En cualquier caso, erecto como contrapunto a un pinar en caída descomunal, el bolo de Pacheco, Cojón alpino en retamar enclaustrado, ha conservado en el eufemismo la decorosa caballerosidad de su parónimo, impidiendo a muchos la sola mención al orgullo ancestral de mi vecino pasado. El citado guarda mayor lo supongo atribulado ante la posibilidad de mencionar semejante vocablo ante una alteza real que poco ejercía. Aquella, eufemismo viviente, Princesa de Asturias y heredera en el suspiro que tardó en nacer su hermano, monarca vestido de constitucionalista por algún proyecto de historiador, defensor del privilegio y vértice de un régimen falaz y corrupto; esa reina frustrada, digo, engalanada injustamente con la tradicional campechanería de los Borbón, otro eufemismo más para esconder la vulgaridad y falta de decoro institucional, bien sabía, como aseguraba la veraz Judi Dench en la genial “Shakespeare in Love”, lo que significa para una mujer cumplir con trabajos asociados genéricamente a los hombres. No fue de extrañar que se partiera de risa al escuchar aquella “Pera de Don Guindo” esgrimido por el pobre guarda superado por la impostura.

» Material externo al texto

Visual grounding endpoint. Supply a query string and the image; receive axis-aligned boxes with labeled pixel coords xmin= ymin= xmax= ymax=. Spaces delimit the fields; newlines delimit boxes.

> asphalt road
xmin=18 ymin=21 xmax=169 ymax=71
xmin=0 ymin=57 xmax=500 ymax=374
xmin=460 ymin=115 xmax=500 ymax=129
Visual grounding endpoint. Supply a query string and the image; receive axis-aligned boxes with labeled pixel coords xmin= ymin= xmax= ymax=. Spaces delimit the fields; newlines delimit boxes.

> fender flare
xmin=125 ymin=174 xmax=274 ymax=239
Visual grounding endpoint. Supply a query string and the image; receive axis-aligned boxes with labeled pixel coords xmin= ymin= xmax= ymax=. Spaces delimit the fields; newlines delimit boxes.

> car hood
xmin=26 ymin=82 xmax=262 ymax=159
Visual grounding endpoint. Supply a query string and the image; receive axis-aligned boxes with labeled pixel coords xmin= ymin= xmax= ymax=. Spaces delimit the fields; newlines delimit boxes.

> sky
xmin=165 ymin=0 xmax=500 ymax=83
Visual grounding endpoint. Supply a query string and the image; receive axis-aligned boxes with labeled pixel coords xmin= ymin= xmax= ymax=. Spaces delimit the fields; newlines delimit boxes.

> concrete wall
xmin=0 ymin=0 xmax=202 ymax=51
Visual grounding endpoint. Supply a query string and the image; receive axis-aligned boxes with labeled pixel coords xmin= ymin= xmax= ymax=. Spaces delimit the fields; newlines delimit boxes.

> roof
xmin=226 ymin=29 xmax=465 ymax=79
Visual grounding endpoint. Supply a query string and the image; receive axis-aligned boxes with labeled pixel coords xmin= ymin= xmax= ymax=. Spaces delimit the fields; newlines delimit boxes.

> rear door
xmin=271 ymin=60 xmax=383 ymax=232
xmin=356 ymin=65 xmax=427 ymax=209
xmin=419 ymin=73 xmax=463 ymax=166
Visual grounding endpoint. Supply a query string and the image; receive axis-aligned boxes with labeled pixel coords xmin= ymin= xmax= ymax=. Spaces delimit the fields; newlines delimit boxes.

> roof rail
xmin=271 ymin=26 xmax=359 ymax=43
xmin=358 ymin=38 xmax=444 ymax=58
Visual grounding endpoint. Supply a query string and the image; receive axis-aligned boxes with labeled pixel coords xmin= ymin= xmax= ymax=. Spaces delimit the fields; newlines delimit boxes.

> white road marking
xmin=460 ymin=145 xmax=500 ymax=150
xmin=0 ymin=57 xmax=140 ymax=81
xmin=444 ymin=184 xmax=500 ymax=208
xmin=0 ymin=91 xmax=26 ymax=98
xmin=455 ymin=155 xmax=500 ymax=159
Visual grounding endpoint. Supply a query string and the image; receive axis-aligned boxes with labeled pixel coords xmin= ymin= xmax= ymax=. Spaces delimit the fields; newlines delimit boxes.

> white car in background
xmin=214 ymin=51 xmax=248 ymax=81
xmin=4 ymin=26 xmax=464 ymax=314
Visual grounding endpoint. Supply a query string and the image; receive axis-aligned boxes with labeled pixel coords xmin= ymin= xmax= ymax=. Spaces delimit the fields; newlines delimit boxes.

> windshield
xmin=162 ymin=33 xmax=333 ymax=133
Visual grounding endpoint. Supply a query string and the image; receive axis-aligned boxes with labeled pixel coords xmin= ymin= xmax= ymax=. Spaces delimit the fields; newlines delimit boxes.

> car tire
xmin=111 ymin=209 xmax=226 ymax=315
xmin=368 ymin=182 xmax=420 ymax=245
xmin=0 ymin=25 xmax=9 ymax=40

Y es esa algazara honesta la que debe producirnos el eufemismo, la mentira correcta y bien vestida, amanerada y graciosilla sin la menor gracia en que se ha convertido nuestro presente. Puestos a ser mentidos por norma, devolvamos una normativa carcajada. Que la Pera de Don Guindo quede en el chiste clasista y esnob para que el Cojón de Pacheco reine entre aquellos que comprendemos la verdad como única realidad posible en la lectura de la Historia, como bien nos enseñaron nuestros Maestros. Como bien nos enseñó Juan Avilés Farré.